Glycoproteins in purified virus preparations were detected after electrophoretic separation and blotting by specific insertion of Biotin-LC-Hydrazide (Pierce Chemicals) into the carbohydrate moieties followed by reaction with a streptavidin–horseradish peroxidase conjugate (Pharmacia Amersham). To this end, the protocol suggested by the supplier was modified as follows: an aliquot of purified virus containing 100 µg of protein was sedimented at 121000 g and resuspended in 50 µl of labelling buffer (sodium acetate buffer, 100 mM pH 5·5). Carbohydrates were oxidized by the addition of 5 µl of 30 mM sodium periodate. In a control sample, this oxidization step was omitted.

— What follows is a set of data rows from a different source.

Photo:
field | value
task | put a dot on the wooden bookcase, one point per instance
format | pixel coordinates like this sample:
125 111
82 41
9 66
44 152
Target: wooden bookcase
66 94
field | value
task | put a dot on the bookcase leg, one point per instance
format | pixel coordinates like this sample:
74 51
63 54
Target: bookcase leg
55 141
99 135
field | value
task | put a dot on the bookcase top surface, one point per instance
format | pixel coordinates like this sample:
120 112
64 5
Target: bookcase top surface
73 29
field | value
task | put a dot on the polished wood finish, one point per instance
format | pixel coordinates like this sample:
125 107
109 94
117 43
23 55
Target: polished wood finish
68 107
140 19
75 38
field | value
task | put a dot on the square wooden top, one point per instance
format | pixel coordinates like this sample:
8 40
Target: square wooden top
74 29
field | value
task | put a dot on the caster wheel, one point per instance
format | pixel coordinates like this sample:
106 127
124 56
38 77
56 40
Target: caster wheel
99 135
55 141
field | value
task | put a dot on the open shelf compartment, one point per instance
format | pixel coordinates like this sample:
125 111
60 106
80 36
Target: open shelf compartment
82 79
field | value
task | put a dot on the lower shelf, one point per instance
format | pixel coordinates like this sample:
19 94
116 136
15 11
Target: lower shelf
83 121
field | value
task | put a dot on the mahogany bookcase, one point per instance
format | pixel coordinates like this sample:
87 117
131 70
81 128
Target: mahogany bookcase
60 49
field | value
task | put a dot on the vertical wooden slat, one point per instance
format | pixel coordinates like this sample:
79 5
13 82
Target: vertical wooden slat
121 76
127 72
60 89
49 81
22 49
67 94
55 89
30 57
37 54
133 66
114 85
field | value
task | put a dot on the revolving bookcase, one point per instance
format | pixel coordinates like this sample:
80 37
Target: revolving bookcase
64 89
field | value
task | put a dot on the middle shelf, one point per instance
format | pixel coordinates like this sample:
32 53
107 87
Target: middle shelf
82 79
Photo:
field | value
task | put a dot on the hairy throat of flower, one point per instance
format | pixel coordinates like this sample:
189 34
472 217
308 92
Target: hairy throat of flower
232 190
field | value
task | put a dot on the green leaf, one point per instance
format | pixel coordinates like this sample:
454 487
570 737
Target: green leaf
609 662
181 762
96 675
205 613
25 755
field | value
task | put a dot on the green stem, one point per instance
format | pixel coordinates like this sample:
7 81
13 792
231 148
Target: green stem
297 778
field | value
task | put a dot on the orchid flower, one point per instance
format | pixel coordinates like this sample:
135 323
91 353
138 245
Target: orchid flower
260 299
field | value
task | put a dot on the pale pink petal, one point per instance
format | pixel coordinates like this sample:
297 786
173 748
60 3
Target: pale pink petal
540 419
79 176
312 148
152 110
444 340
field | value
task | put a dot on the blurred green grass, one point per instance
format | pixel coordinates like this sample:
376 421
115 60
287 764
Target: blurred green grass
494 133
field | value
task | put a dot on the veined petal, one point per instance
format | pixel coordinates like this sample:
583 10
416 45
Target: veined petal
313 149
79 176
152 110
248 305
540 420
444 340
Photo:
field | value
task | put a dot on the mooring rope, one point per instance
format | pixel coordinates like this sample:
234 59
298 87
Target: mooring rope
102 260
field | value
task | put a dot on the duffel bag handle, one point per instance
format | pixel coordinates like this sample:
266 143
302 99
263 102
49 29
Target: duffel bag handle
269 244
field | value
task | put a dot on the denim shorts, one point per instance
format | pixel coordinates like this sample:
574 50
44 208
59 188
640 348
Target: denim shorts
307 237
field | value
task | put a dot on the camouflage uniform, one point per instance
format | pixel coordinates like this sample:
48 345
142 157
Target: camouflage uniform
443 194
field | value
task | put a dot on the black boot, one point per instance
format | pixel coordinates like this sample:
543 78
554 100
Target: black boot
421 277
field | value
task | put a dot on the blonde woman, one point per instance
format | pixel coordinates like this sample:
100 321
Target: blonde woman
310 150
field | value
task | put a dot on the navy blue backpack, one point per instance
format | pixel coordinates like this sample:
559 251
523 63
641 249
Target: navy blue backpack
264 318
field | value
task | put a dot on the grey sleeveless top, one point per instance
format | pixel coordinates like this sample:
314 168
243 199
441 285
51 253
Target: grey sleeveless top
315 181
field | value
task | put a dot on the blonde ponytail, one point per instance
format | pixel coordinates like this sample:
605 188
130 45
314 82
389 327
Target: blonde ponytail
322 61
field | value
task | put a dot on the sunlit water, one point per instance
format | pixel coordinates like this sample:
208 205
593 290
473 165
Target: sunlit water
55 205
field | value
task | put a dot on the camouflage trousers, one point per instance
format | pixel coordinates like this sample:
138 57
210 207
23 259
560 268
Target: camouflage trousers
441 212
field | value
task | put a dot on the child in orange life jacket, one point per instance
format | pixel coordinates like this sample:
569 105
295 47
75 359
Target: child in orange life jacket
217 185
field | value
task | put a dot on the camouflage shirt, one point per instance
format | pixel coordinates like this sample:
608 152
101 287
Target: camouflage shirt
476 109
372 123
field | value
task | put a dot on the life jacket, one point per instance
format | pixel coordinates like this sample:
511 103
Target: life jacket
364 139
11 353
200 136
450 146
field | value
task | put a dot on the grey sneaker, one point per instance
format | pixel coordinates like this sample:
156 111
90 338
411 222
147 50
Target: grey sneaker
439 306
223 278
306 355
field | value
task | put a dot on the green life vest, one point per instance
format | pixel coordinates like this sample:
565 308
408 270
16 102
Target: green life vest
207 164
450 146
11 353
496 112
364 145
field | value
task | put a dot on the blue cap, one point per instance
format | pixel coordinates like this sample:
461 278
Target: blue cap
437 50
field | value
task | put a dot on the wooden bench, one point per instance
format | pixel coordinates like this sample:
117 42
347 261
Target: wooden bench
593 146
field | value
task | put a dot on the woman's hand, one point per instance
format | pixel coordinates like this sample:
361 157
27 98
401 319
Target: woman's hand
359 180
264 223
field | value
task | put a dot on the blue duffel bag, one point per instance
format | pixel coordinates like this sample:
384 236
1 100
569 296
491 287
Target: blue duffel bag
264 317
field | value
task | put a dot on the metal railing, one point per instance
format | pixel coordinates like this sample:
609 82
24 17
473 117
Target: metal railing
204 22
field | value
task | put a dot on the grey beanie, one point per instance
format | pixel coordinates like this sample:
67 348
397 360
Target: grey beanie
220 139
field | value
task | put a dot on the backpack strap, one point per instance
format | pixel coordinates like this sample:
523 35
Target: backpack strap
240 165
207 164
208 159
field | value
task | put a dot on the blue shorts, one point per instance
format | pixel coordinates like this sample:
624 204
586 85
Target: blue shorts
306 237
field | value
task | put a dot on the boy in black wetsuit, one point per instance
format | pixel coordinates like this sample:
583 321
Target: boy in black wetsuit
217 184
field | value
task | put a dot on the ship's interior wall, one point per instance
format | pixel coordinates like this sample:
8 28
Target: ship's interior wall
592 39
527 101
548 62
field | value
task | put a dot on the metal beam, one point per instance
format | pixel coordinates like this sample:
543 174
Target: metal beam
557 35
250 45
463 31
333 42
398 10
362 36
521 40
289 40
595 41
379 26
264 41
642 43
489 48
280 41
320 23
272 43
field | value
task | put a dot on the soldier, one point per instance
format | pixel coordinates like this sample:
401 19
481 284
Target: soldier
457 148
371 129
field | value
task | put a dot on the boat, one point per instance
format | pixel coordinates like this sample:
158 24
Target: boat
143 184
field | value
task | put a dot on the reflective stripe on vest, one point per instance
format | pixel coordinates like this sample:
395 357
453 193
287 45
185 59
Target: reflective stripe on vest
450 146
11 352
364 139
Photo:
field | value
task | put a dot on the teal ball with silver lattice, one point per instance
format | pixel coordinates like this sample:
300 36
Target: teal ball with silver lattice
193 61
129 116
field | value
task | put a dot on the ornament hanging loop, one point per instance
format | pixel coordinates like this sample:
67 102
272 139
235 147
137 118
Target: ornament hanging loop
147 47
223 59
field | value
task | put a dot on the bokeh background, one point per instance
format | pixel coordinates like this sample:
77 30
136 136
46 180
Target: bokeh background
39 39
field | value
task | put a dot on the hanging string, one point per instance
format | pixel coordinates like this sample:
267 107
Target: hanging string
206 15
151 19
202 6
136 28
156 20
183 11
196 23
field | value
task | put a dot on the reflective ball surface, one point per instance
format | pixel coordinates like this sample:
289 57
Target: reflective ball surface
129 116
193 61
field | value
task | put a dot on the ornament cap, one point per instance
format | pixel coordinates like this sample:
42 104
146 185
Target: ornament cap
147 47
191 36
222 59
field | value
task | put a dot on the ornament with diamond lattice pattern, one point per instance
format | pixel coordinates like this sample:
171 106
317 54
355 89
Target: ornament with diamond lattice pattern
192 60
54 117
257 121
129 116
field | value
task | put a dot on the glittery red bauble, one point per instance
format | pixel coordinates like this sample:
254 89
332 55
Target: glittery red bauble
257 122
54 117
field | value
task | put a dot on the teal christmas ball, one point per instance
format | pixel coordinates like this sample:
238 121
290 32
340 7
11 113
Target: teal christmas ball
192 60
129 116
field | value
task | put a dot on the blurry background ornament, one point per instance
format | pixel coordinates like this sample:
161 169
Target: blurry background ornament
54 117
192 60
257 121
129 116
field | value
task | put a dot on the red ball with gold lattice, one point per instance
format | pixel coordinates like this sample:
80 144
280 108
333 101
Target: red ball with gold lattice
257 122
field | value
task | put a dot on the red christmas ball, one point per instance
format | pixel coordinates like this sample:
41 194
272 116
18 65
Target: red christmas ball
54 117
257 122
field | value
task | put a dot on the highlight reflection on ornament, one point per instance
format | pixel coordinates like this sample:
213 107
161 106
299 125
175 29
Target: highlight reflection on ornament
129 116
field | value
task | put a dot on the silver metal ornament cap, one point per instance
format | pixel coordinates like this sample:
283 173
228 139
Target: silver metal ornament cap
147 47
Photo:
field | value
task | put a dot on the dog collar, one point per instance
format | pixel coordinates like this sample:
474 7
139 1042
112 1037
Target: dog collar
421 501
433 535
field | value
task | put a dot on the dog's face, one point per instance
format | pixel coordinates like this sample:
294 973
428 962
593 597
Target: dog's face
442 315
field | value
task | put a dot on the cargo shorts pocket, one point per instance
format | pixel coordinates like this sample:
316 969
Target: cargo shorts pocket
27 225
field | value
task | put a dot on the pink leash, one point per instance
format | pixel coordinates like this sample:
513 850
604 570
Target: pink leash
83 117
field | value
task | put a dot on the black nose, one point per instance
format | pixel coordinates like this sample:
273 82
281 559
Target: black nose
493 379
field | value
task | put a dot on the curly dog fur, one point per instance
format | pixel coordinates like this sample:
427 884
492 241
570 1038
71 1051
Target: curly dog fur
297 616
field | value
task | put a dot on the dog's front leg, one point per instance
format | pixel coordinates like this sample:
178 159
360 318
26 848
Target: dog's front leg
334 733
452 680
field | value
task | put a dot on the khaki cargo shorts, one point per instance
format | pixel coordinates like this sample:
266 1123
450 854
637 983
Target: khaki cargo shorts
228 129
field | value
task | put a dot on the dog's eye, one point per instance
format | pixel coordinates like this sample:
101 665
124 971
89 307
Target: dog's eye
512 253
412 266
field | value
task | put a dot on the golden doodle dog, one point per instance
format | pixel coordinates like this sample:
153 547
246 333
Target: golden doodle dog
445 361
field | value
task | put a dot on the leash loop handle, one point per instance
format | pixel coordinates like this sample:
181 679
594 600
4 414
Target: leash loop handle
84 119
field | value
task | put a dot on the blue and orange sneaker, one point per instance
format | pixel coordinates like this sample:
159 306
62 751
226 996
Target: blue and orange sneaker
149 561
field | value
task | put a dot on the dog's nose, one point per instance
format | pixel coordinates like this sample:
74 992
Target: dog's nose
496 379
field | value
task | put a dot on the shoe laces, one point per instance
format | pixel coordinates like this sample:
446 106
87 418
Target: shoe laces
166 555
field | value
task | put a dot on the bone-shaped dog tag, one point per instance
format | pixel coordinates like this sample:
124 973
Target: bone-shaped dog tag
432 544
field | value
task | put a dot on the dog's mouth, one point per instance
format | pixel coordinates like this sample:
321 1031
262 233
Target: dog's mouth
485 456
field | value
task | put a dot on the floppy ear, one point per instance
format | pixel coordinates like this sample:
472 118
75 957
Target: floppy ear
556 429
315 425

Residual periodate was neutralized by the addition of 5 µl of 80 mM Na2S2O3. Then, 5 µl of 5 mM Biotin-LC-Hydrazide was added and the mixture was allowed to react for 1 h at room temperature. Virus was sedimented at 121000 g for 45 min and resuspended in 50 µl PBS. Proteins from 2 µl of this virus suspension were separated by SDS–PAGE and blotted onto a nitrocellulose membrane (Towbin et al., 1979 ). After blocking with 1% BSA in TBS-T (10 mM Tris pH 7·4, 150 mM NaCl, 0·1% Tween-20), the blot was incubated for 20 min with streptavidin–horseradish peroxidase conjugate diluted 1:2500 in PBS-T and washed thoroughly with TBS-T. Glycoproteins were detected by chemiluminescence using the Super Signal West Pico kit (Pierce Chemicals).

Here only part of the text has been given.